Five States Sue to Block Biden’s Title IX Rule Redefining Gender Identity

Five states have taken legal action against the Biden administration, filing lawsuits in an effort to block a final rule that reinterprets Title IX to include gender identity. These lawsuits aim to prevent men who identify as women from being included in the civil-rights law. The lawsuits were announced on Monday and one was filed by a four-state coalition led by Louisiana Attorney General Liz Murrill, with the support of the Republican attorneys general of Idaho, Mississippi, and Montana. The other was filed by Texas Attorney General Ken Paxton.

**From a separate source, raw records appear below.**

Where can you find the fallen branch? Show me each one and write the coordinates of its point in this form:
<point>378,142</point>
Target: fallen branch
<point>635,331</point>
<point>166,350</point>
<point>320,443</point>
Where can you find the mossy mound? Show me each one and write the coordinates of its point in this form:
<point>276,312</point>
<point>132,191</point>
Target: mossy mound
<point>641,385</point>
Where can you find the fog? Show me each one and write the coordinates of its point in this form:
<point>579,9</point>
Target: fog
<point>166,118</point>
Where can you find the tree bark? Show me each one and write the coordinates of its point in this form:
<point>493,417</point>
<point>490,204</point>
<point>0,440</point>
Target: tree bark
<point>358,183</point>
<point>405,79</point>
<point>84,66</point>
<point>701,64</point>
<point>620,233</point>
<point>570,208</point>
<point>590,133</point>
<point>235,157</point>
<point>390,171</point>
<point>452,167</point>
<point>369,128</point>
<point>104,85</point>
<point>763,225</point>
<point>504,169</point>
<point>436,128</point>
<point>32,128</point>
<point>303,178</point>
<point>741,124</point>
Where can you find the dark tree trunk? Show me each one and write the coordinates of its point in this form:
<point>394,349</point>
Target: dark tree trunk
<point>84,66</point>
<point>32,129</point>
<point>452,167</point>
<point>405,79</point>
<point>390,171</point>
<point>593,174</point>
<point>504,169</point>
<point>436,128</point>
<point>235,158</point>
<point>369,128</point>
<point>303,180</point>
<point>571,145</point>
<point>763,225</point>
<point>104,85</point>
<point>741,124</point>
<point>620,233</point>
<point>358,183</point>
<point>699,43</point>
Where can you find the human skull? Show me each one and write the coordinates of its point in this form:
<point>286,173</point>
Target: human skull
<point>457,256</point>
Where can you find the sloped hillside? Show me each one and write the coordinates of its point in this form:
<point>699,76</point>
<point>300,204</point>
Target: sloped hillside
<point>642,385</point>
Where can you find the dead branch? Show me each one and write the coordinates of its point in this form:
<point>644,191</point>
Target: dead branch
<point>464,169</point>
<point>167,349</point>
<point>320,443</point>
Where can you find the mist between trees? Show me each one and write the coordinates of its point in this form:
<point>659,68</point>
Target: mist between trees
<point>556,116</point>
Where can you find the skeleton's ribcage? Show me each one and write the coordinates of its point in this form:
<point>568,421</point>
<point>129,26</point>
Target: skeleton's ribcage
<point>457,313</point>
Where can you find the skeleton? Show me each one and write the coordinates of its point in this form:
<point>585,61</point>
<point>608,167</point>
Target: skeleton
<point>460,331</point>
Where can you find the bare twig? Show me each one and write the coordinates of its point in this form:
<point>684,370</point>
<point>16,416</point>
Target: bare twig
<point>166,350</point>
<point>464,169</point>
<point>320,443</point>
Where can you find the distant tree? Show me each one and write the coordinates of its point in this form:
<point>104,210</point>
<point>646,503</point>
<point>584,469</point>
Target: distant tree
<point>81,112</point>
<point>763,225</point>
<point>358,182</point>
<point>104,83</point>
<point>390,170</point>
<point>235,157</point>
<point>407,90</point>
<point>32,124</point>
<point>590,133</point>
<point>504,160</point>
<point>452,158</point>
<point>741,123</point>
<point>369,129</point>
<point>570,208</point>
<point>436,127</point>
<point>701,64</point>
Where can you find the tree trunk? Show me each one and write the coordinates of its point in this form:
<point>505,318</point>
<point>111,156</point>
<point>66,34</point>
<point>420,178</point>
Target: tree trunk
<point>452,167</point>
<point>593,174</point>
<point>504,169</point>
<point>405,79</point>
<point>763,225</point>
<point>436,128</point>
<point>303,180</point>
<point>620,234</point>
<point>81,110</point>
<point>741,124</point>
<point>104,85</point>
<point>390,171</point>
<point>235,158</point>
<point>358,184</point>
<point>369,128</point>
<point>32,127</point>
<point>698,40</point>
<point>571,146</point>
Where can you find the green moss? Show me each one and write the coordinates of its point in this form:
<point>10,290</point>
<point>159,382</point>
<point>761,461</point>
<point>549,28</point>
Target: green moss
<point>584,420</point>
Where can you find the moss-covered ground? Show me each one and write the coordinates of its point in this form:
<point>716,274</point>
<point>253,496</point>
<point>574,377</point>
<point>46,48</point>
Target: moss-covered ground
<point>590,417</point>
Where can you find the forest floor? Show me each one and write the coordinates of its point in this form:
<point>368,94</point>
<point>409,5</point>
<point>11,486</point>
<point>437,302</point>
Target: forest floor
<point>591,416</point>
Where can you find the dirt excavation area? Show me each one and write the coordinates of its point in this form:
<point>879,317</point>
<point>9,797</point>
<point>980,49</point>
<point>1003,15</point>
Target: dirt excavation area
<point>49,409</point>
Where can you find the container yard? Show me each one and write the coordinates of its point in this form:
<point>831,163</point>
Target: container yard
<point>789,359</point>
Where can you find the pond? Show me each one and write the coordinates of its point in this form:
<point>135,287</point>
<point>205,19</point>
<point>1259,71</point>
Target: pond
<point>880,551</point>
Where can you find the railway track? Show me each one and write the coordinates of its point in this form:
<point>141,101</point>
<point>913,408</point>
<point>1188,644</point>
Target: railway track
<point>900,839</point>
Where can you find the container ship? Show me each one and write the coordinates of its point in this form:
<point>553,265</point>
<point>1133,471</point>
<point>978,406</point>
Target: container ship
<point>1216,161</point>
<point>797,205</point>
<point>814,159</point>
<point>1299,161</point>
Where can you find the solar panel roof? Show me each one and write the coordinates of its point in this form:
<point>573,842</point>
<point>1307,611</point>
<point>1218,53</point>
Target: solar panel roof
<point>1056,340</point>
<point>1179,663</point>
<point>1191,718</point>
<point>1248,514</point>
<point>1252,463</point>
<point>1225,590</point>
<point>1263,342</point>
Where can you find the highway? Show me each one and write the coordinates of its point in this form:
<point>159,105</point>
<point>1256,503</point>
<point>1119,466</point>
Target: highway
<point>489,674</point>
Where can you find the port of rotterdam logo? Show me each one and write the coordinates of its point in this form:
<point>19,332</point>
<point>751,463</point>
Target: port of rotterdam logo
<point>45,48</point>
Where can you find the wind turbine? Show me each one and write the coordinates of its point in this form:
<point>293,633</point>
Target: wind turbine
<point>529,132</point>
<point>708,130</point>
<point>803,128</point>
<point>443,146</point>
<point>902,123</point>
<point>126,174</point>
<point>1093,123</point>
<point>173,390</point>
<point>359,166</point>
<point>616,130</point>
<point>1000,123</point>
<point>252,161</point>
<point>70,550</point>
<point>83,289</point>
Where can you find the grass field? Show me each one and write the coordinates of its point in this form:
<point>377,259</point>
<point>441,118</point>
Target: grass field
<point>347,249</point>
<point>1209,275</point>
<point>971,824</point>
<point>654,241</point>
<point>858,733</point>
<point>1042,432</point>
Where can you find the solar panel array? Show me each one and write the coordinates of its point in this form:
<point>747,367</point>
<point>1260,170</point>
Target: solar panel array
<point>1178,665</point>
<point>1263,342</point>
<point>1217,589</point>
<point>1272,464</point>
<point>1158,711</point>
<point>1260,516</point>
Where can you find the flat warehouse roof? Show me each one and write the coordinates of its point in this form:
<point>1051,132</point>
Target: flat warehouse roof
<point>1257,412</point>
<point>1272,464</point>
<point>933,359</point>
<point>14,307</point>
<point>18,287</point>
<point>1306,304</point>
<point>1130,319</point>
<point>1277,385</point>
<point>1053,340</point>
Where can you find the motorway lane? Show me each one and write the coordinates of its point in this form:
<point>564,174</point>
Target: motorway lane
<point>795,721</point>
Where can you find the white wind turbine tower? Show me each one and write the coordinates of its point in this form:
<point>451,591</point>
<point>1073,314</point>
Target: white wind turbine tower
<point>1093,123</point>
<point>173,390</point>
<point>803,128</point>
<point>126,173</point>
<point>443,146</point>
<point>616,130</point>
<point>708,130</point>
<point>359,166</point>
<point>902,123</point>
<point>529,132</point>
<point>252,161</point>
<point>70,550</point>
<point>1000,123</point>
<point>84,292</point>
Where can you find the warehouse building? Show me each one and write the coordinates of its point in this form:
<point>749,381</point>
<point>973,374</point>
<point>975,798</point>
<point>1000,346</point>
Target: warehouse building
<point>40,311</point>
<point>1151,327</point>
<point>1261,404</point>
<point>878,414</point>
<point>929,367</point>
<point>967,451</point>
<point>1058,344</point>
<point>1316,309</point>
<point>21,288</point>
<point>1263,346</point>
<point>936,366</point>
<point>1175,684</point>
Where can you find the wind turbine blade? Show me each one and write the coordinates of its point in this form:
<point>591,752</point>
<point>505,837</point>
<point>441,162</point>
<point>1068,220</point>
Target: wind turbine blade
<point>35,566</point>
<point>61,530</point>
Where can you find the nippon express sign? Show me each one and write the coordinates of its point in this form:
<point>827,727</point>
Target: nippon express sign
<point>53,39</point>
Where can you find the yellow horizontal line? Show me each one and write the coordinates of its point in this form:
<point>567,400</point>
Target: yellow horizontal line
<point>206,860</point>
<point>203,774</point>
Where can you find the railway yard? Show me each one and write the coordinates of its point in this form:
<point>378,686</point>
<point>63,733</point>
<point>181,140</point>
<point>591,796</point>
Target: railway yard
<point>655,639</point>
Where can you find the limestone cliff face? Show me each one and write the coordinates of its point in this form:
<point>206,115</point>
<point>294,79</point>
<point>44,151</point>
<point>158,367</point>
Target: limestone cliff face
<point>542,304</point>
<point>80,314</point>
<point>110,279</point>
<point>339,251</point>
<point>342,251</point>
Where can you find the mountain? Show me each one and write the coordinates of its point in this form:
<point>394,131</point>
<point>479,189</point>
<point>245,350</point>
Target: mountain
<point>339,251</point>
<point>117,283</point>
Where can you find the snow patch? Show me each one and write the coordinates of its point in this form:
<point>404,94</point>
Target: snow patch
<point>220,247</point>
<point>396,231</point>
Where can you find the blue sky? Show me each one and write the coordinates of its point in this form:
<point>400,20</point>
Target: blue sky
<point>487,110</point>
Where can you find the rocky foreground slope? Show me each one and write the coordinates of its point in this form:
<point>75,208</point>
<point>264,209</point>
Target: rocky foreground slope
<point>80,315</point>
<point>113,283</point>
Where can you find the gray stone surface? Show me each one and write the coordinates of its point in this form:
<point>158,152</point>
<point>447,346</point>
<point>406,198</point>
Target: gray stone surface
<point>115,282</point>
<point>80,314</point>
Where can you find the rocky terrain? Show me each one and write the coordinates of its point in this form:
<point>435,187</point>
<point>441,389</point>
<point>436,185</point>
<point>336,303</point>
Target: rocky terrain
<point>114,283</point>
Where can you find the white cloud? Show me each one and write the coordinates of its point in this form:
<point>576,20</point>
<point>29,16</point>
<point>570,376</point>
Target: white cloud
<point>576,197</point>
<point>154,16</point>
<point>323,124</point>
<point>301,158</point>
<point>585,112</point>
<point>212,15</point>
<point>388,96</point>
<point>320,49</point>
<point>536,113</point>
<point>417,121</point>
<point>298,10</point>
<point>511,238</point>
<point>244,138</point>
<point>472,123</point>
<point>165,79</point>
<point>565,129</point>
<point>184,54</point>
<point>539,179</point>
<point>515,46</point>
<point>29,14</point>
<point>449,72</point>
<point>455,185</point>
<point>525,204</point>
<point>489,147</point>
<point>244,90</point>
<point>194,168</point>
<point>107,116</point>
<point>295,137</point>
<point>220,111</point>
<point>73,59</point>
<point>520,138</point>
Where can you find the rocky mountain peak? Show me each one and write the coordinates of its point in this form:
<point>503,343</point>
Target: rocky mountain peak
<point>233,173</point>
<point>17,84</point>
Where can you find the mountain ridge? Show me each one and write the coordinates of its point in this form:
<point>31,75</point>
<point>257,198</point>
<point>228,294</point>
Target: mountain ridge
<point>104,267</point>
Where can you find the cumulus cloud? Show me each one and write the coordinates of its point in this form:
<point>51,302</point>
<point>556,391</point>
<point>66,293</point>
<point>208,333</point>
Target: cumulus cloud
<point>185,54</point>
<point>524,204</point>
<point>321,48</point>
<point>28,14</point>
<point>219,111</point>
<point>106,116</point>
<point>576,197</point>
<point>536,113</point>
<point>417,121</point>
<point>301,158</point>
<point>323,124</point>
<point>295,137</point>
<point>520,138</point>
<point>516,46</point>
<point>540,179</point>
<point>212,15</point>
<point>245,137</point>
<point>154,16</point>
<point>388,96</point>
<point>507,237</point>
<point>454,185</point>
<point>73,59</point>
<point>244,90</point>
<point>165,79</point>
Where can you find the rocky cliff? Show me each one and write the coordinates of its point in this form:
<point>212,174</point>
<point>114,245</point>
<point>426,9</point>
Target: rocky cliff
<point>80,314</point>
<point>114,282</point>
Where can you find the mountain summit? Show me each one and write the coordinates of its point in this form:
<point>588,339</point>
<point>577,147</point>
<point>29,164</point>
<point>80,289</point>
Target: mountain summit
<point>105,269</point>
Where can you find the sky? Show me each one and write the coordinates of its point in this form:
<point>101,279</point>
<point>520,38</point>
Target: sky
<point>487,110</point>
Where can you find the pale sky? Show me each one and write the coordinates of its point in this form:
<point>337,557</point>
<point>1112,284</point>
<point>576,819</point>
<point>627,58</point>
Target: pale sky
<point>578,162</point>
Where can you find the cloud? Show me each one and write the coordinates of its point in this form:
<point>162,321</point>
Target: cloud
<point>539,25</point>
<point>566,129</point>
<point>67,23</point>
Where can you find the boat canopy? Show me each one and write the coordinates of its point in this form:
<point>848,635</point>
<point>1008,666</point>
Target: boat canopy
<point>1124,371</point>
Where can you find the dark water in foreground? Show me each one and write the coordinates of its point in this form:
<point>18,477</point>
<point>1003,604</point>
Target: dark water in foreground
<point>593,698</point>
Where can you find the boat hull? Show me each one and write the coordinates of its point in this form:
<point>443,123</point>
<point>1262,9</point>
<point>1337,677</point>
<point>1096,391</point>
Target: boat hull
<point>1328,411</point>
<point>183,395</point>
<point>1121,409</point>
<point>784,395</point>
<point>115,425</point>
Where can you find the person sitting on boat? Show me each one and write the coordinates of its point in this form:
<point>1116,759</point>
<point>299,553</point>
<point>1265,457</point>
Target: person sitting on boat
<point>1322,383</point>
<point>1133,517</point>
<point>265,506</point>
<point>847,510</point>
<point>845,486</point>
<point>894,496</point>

Texas Attorney General Ken Paxton expressed his opposition to the rule change, stating that “Texas will not allow Joe Biden to rewrite Title IX at whim, destroying legal protections for women in furtherance of his radical obsession with gender ideology.” The four-state lawsuit argues that the rule would require schools to treat males and females as the opposite sex based on their gender identity, such as using opposite-sex pronouns for students and staff and opening female restrooms and locker rooms to male-identifying individuals.

Conservative groups and officials from red states have also voiced their opposition to the Title IX update, criticizing President Biden for abandoning protections for girls and women’s rights. They argue that the rule change would redefine biological sex and allow men to compete in women’s sports, violate women’s privacy, and put women and girls in dangerous situations on campus.

The Biden administration defended the final rule, stating that it was intended “to give complete effect to the Title IX statutory guarantee that no person experiences sex discrimination in federally funded education.” The rules are set to take effect on August 1st, and the Department of Education emphasized that they do not include new rules governing eligibility criteria for athletic teams. However, the attorneys general argued that the regulations would inevitably lead to schools allowing male-identifying biological males to compete in girls’ and women’s sports.

The final rule also loosens the Trump administration’s due-process protections on the handling of campus sexual-misconduct claims. For example, it returns to the single-investigator model and removes requirements for live hearings and cross-examination by defendants. The lawsuits against the Biden administration’s reinterpreted Title IX rule are ongoing, with many conservative officials and groups expressing their opposition to the rule change.